If you are eating healthy food and seeking advice, one of the first dietary advices you should take is to reduce the amount of carbohydrates or to completely remove carbohydrates from your diet.
It’s not entirely unreasonable, especially given that many of us are overly addicted to tasty carbohydrates and calorie-rich foods like chips, but it’s true that talking about a little more than the fair distribution of responsibilities when carbs come to people Is overweight.
To find out why carbohydrates are needed and how you can control your intake more healthily, you’re also a nutritionist nutritionist on behalf of the British Dietitian Association for nutritionists Richard Chessor.
Why do carbs need carbohydrates?
Carbohydrates are the body’s preferred source of energy. Our brains and muscles tend to use carbohydrates to provide the energy we need to function, for example, during exercise, we rely more on carbohydrates for energy as the intensity of their function increases.
Is cutting carbohydrates a good way to lose weight?
It can be About 4 kcal per gram of carbohydrate [four calories] Therefore, reducing carbohydrate intake can reduce your total calorie intake, creating a negative energy balance, and the result is weight loss.
However, removing too much carbohydrates from the diet can lead to tiredness, cognitive decline and poor motor performance.
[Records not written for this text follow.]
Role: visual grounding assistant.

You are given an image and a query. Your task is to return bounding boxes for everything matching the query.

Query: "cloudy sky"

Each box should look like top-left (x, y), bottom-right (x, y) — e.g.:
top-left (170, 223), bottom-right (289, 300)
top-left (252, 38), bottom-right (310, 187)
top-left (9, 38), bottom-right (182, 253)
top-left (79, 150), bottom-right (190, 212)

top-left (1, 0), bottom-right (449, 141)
Therefore, carbohydrate restriction for weight loss should be balanced between the energy provided by fats and proteins, which are other macronutrients in the diet, and the requirements for carbohydrates to effectively function.
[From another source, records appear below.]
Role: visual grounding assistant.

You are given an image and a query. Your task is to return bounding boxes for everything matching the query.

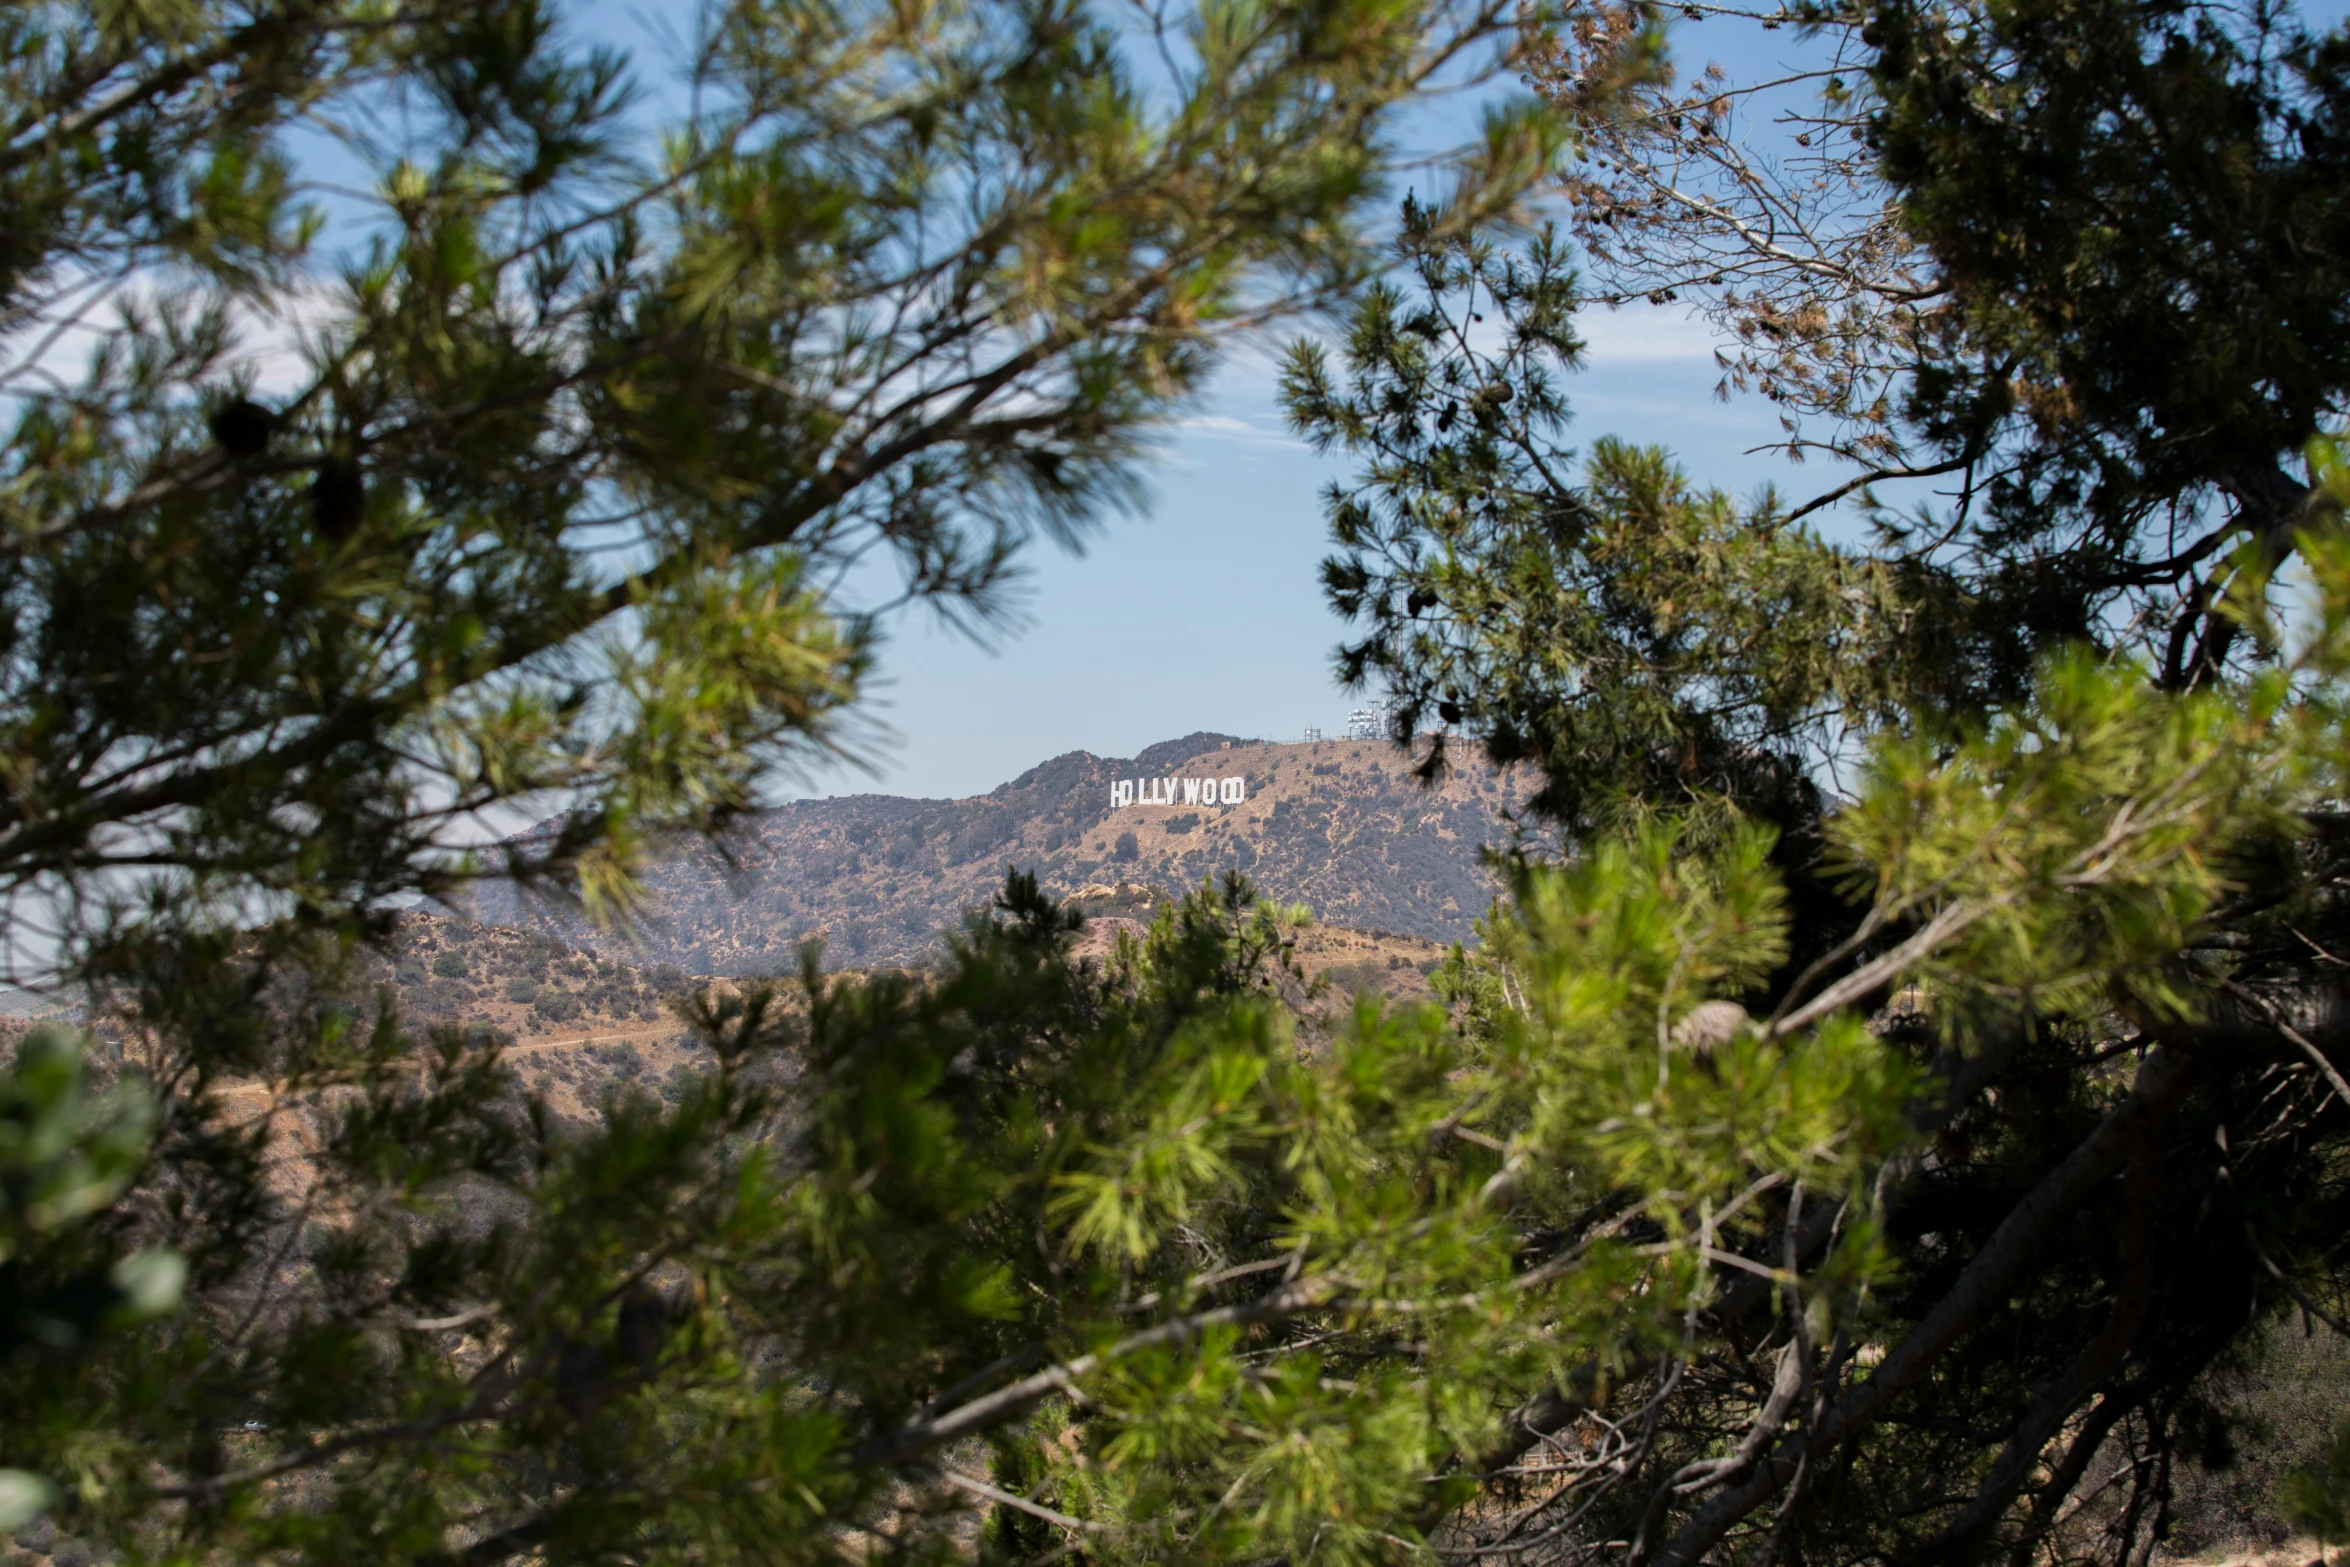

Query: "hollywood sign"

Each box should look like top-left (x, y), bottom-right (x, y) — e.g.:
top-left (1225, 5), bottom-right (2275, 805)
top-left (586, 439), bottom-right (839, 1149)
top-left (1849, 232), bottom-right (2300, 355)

top-left (1110, 775), bottom-right (1247, 809)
How many carbs do you need to consume each day?
This depends entirely on your level of daily activity. People who do frequent high-intensity exercises may need 6-8 g per kilogram per day. Therefore, a person weighing 75 kg means 450-600 g per day. People with a more sedentary lifestyle may only need 2-3 g per kg per day.
For 75 kg of people need 150-225 g per day. Dietary Reference Values in the United Kingdom [estimates for what healthy groups of the population should consume] Carbohydrates are set at 50% of your total energy intake. For example, if your daily energy intake is 2,500 kcal, your carbohydrate contribution will be 1,250 kcal or about 312 g / day.
What is the difference between simple carbohydrates and complex carbohydrates?
In essence, the difference lies in the length of the carbohydrate chain. Simple carbohydrates or simple sugars are short molecules that are easily broken down into glucose units and used as energy. Complex carbohydrates are long chains of carbohydrates that are tied together and are much harder to digest and, in the case of fibers, cannot be completely digested [fibre is still vitally important, however].
Which switch would you recommend to eat healthier carbs?
Ingesting more complex carbohydrates is not only advantageous in terms of energy supply, but often complex carbohydrate foods contain a variety of nutrients and fiber, such as vitamins and minerals, while foods high in monosaccharides have few other nutrients. Eating more fruits, vegetables and whole grains is a good place to start.
Major foods like pasta, rice and bread can be easily replaced with whole grain substitutes. Refined cereal can be replaced with oats or muesli. Sweets and sweets can be replaced with fresh and dried fruits.
Is protein intake more than carbohydrates?
For most people it is. Eating the same amount of calories from protein and carbohydrates makes most people feel richer in protein. This can be beneficial when losing weight or when someone wants to control carbohydrate intake. Including protein in your meal will help you become more full and reduce your desire to continue eating or to eat again right after a meal.